We go to Scotland, a country that has found itself at a cultural cross-roads recently with a referendum on membership of the UK in 2014 and now this year it will vote in another referendum on whether to remain in the EU or not.

Writers in Scotland have long been involved in political issues and we talk to Irvine Welsh, the author of Trainspotting, and to writer Alan Warner (Morven Caller, Their Lips Talk of Mischief). They take the long view back to discuss the writing of Hugh MacDiarmid and James Kelman both of whom exerted a great influence on 20th Century Scottish national identity. At the Scottish Storytelling Centre in Edinburgh, Donald Smith, the director there, argues that the complexities and confusions caused by these national debates are really a cause for celebration – they’re good for writers!

Anakana Schofield’s second novel Martin John (And Other Stories) tells the difficult story of the title character. Martin John is a young man whose dark sexuality has made him a public nuisance. He has just left his home in the west of Ireland and is now living in London, supervised only by his mother from across the sea. The novel in spite of its complicated subject matter is a sympathetic portrait of a young man with a mental illness, told in an insightful and often humorous voice. Anakana talks to Sinéad about her novel and her mixed feelings for her main character, his motives, actions and remorse.
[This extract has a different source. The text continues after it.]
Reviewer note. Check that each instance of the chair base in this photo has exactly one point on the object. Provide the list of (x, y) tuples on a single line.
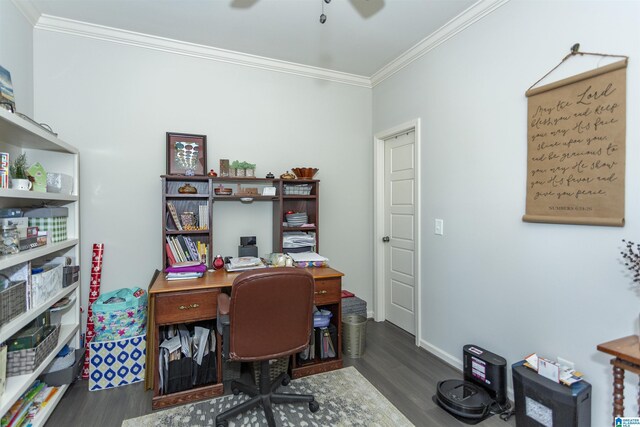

JG Ballard’s 1975 novel, High Rise, has just been brought to the big screen. It’s director Ben Wheatley talks to Sinéad about the difficulties of filming such a book.
It tells the story of a high-rise apartment building in 70’s England – a social project dreamt up by architect Anthony Royal – played by Jeremy Irons in the film version. The cracks are beginning to appear, however, and small glitches like a broken lift soon escalate and the social order, carefully crafted by Royal, is threatened. It’s a tale of anarchy and class-warfare and Ben Wheatley is on hand to navigate us through it.